Не преминул свернуть на скользкую дорожку и Бекмамбетов. В фильме появился капкан – абсолютно вымышленный персонаж лётчик Ларин, представленный в качестве друга Девятаева. Реальной необходимости в этом персонаже, на мой взгляд, не было. Представим себе знаменитого Карбышева, которому некий пленный солдатик советует перейти на сторону немцев, и генерал вступает с солдатиком в длинную дискуссию. Комично? – Комично. Тот же эффект вызывают дискуссии и никому не известного Ларина с человеком-легендой (мы-то, зрители, об этом знаем), который всей своей жизнью прокладывал дорогу к подвигу. Но если бы не было Ларина, кто бы тогда напомнил зрителям о приказе Народного комиссара обороны СССР, который предписывал жёстко карать изменников Родины? Вот, мол, до чего доходило в стране, которой правил Дракула. С подачи режиссёра изменник Родины Ларин уже воспринимается как жертва этого приказа. Герой фильма отверг усердные обхаживания «друга» и в конце концов оказался дома. Если экстраполировать возвращение на все события войны, то обнаружится давно заезженная формула: победили не благодаря, а вопреки.

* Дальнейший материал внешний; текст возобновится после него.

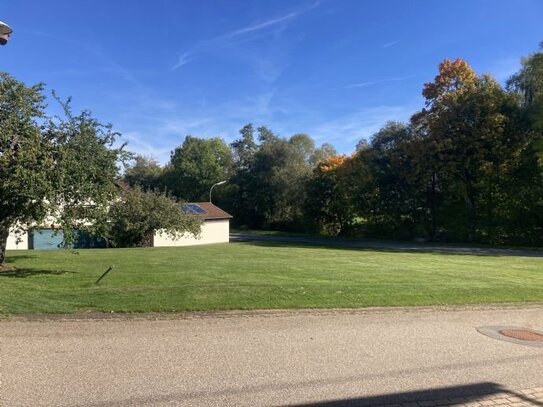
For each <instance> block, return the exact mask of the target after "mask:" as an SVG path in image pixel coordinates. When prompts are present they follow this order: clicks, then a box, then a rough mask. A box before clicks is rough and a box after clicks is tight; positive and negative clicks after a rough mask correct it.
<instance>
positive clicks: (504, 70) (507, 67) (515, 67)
mask: <svg viewBox="0 0 543 407" xmlns="http://www.w3.org/2000/svg"><path fill="white" fill-rule="evenodd" d="M520 59H521V57H520V56H519V57H511V58H506V59H501V60H498V61H495V62H493V63H492V64H491V65H490V66H489V68H486V69H484V70H485V72H488V73H490V74H491V75H493V76H494V77H495V78H496V79H497V80H498V81H500V82H502V83H504V82H505V81H507V79H509V78H510V77H511V75H513V74H514V73H516V72H518V70H519V69H520Z"/></svg>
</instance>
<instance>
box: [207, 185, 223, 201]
mask: <svg viewBox="0 0 543 407" xmlns="http://www.w3.org/2000/svg"><path fill="white" fill-rule="evenodd" d="M223 184H226V181H221V182H217V183H216V184H213V185H212V186H211V189H210V190H209V203H211V191H213V188H215V187H216V186H217V185H223Z"/></svg>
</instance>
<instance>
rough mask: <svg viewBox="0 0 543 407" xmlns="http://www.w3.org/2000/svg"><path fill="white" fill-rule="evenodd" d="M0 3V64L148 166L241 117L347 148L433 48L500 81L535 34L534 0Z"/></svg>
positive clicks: (431, 72)
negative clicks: (81, 116)
mask: <svg viewBox="0 0 543 407" xmlns="http://www.w3.org/2000/svg"><path fill="white" fill-rule="evenodd" d="M0 10H1V12H0V20H2V21H5V22H7V23H9V24H10V25H11V26H12V27H13V29H14V34H13V37H12V40H11V41H10V43H9V44H8V45H7V46H5V47H3V48H2V49H0V70H3V71H7V72H9V73H10V74H12V75H14V76H15V77H16V78H18V79H19V80H23V81H25V82H26V83H28V84H31V83H35V82H44V83H46V84H47V87H48V89H49V90H51V89H55V90H56V91H57V93H58V94H59V95H60V96H61V97H64V98H65V97H68V96H71V97H72V98H73V102H74V103H73V105H74V108H76V109H89V110H91V111H92V112H93V114H94V115H95V116H96V117H97V118H99V119H100V120H102V121H104V122H110V123H112V124H113V125H114V128H115V129H116V130H118V131H120V132H121V133H122V134H123V139H124V140H126V141H128V143H129V144H128V149H129V150H132V151H136V152H138V153H143V154H146V155H150V156H152V157H154V158H155V159H157V160H159V161H160V162H161V163H165V162H166V161H167V160H168V158H169V153H170V151H171V150H172V149H173V148H175V147H176V146H177V145H179V144H181V143H182V142H183V139H184V137H185V136H186V135H188V134H191V135H194V136H199V137H214V136H220V137H222V138H224V139H225V140H226V141H227V142H230V141H232V140H234V139H235V138H237V136H238V130H239V129H240V128H241V127H242V126H243V125H244V124H246V123H248V122H252V123H253V124H255V125H256V126H258V125H266V126H268V127H270V128H271V129H272V130H273V131H275V132H276V133H278V134H280V135H281V136H285V137H288V136H291V135H293V134H295V133H302V132H303V133H307V134H309V135H311V136H312V137H313V138H314V139H315V141H316V142H317V143H318V144H321V143H323V142H329V143H332V144H333V145H334V146H335V147H336V148H337V149H338V150H339V151H340V152H344V153H349V152H352V151H353V150H354V148H355V145H356V143H357V141H358V140H360V139H361V138H368V137H369V136H371V134H373V133H374V132H375V131H377V130H378V129H379V128H380V126H381V125H382V124H384V123H385V122H386V121H388V120H407V119H408V118H409V117H410V115H411V114H412V113H414V112H415V111H416V110H418V109H420V108H421V107H422V106H423V100H422V97H421V89H422V85H423V83H424V82H427V81H430V80H432V78H433V77H434V76H435V75H436V70H437V65H438V64H439V62H440V61H441V60H443V59H444V58H456V57H462V58H464V59H466V60H467V61H468V62H469V63H470V64H471V65H472V66H473V67H474V68H475V69H476V71H477V72H479V73H483V72H488V73H492V74H493V75H495V76H496V77H497V78H498V79H499V80H500V81H504V80H505V79H507V77H508V76H509V75H511V74H512V73H513V72H515V71H516V70H517V69H518V67H519V60H520V58H521V57H522V56H525V55H528V54H529V53H531V52H533V51H535V50H536V49H537V46H538V44H539V42H540V41H543V23H542V21H543V1H541V0H516V1H510V0H507V1H506V0H493V1H491V0H484V1H483V0H457V1H438V0H434V1H423V0H420V1H408V0H403V1H401V0H398V1H386V0H381V1H372V2H370V1H362V0H308V1H299V0H292V1H281V0H275V1H272V0H268V1H236V0H229V1H227V0H224V1H205V0H200V1H196V0H194V1H189V0H185V1H176V0H155V1H146V2H144V1H128V0H116V1H112V0H109V1H103V0H94V1H86V2H78V1H73V0H72V1H64V0H50V1H37V0H34V1H31V0H19V1H4V2H2V4H1V8H0ZM51 106H53V103H51ZM51 109H52V108H51Z"/></svg>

Впрочем, «диверсионная» обработка сказалась на взглядах «киношного» Девятаева. Стараниями Бекмамбетова он произносит сакраментальную фразу: «Я, наверное, никогда не узнаю, почему мне вдруг поверили. Может, потому, что сменилось время. А может, потому, что я не предал друга. Прошлые ошибки забудутся, а подвиги останутся. Ведь ошибки надо уметь прощать, а подвиги помнить». Таким образом, размывается, обесценивается сам подвиг. Мало того, прозвучавший из уст Девятаева призыв обезоруживает нас, зрителей. Мол, давайте, ребята, простим гитлеровцев, власовцев, бандеровцев и иже с ними немецких холуёв, которые и сейчас топчутся у границ России. Коварное «уметь прощать» стало знаменем либеральной отечественной публики. Заметьте: относится требование только к тем, кто переметнулся на сторону врага. Ошибочные решения наших военачальников, а они, конечно, были, ни прощения, ни срока давности не имеют. Им – вечное презрение!

Мне возразят, что «леплю горбатого», потому как жёсткие, жестокие приказы Верховного главнокомандования действительно были. Так я и не отрицаю: были. Особенно в начале войны. Нарушителей признавали дезертирами, они могли быть расстреляны на месте или осуждены на 25 лет, а их семьи подлежали аресту и лишались всех государственных пособий и поддержки. Поэтому даже если лётчик сбежал из фашистского ада, надо было доказать, что не смалодушничал, не сдался в плен по доброй воле, а оказался в лапах врага в бессознательном состоянии. Надо было доказать, что сумел убежать, а не был завербован и отпущен к своим отнюдь не с добрыми намерениями.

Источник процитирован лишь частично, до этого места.